I walked up to the boardwalk and took off my Birkenstocks. I shook out the sand and looked over at the Convention Hall.
As a child, I used to come here for the boat show with my father. We would check out the Boston Whalers and my father would tell me how, someday, we would have a monstrosity of a fishing boat from which we would catch flounder and bluefish. We never did leave with a boat, instead picking up tackle for our surfcasting rods -- garish, neon rubber squids that hid large hooks.
I peered into the Hall from one of its locked doors and took a picture.
Things had changed.
I put my sandals back on and headed back to the car, careful not to step on any goose shit as I crossed the grass divider. I decided to drive around town for a while. I had time to kill.
I drove down to the Palace, the old amusement hall where my father and I used to play skee ball. It’s been closed for nearly a decade now. It’s a symbol, to me, of old Asbury Park. The Asbury Park that I knew as a child, before it died. Now, developers have come into town, hoping to revitalize it. Plans have been made to tear up the old boardwalk and put in condos and restaurants. The Palace is expected to fall.

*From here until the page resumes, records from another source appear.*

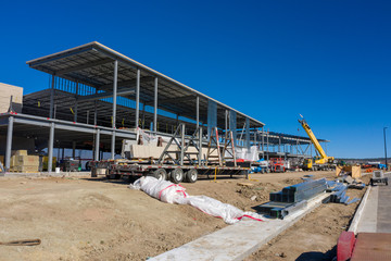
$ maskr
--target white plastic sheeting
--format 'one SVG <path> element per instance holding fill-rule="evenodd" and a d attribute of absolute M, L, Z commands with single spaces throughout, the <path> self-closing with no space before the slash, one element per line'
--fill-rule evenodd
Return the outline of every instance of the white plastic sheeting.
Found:
<path fill-rule="evenodd" d="M 223 219 L 227 224 L 234 224 L 243 217 L 262 221 L 254 212 L 243 212 L 240 209 L 223 203 L 206 196 L 189 196 L 186 188 L 167 181 L 159 181 L 143 176 L 129 185 L 131 189 L 141 189 L 146 194 L 167 203 L 190 204 L 202 212 Z"/>
<path fill-rule="evenodd" d="M 250 149 L 237 147 L 235 152 L 237 159 L 243 159 L 249 161 L 260 160 L 256 146 L 251 146 Z"/>

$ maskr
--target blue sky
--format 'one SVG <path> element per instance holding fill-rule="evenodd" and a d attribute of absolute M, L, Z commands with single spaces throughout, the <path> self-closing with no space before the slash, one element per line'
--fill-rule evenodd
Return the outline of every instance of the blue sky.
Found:
<path fill-rule="evenodd" d="M 48 87 L 25 62 L 100 41 L 335 157 L 383 156 L 390 1 L 7 1 L 0 82 Z M 300 129 L 298 132 L 298 129 Z M 388 129 L 391 147 L 391 128 Z"/>

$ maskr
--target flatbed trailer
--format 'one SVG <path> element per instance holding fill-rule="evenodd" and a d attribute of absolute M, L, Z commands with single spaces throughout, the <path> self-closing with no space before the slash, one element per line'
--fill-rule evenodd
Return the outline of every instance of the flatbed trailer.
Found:
<path fill-rule="evenodd" d="M 156 164 L 148 160 L 105 160 L 91 161 L 91 176 L 105 175 L 108 178 L 123 176 L 154 176 L 159 179 L 171 179 L 174 183 L 194 183 L 199 175 L 244 175 L 248 177 L 250 167 L 219 165 L 175 165 Z"/>

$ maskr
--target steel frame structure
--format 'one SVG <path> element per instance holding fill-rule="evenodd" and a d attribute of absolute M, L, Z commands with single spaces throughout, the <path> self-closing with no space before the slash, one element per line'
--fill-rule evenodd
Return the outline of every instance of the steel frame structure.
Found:
<path fill-rule="evenodd" d="M 7 133 L 7 170 L 14 133 L 47 139 L 49 171 L 55 145 L 74 150 L 92 147 L 99 160 L 103 142 L 114 159 L 118 138 L 135 139 L 138 127 L 169 136 L 182 122 L 185 135 L 217 127 L 219 137 L 232 132 L 235 146 L 255 145 L 263 156 L 276 146 L 276 133 L 264 132 L 264 123 L 96 41 L 27 64 L 48 73 L 50 86 L 24 96 L 23 113 L 0 114 L 0 134 Z M 209 112 L 211 102 L 217 107 L 215 115 Z M 207 126 L 211 116 L 216 126 Z M 239 136 L 241 126 L 244 141 Z M 277 136 L 279 148 L 290 139 L 289 135 Z M 303 137 L 291 138 L 297 148 L 308 144 Z M 87 146 L 85 139 L 92 141 Z"/>

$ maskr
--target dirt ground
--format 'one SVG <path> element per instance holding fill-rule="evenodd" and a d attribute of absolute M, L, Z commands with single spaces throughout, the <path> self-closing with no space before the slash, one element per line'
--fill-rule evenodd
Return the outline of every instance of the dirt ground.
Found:
<path fill-rule="evenodd" d="M 253 211 L 252 207 L 268 201 L 270 191 L 301 182 L 304 174 L 333 177 L 326 172 L 257 174 L 250 181 L 200 179 L 182 186 L 190 195 L 206 195 Z M 190 206 L 163 203 L 131 190 L 128 183 L 89 177 L 0 177 L 0 241 L 42 241 L 31 247 L 0 246 L 0 260 L 146 260 L 226 226 L 220 219 Z M 363 192 L 350 190 L 355 196 Z M 248 260 L 294 260 L 313 251 L 325 257 L 356 206 L 324 204 Z"/>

I parked across the street from this adult theatre. It was featured in a recent Robert DeNiro film (City by the Sea). There was an odd mix of seediness in Asbury Park that clashed with the Victorian structures that dotted the city.
I ran out of film after shooting the abandoned casino, a location that figured heavily into City by the Sea. I snuck into the cordoned-off site, condemned for new development, and avoided the hypodermic needles and concrete fragments to take a few shots of the oxidized structure before heading home. I felt ill at ease.
Sandy, the angels have lost our desire for us
I spoke to 'em just last night and they said they won't set themselves on fire for us anymore
Every summer when the weather gets hot
they ride that road down from heaven on their Harleys
they come and they go
And you can see 'em dressed like stars in all the cheap little seashore bars
parked, making love with their babies out on the Kokomo
Well the cops finally busted Madame Marie for tellin' fortunes better than they do
This boardwalk life for me is through
You know you ought to quit this scene too
Bruce Springsteen, 4th of July, Asbury Park (Sandy), on The Wild, The Innocent, and The E Street Shuffle (1973).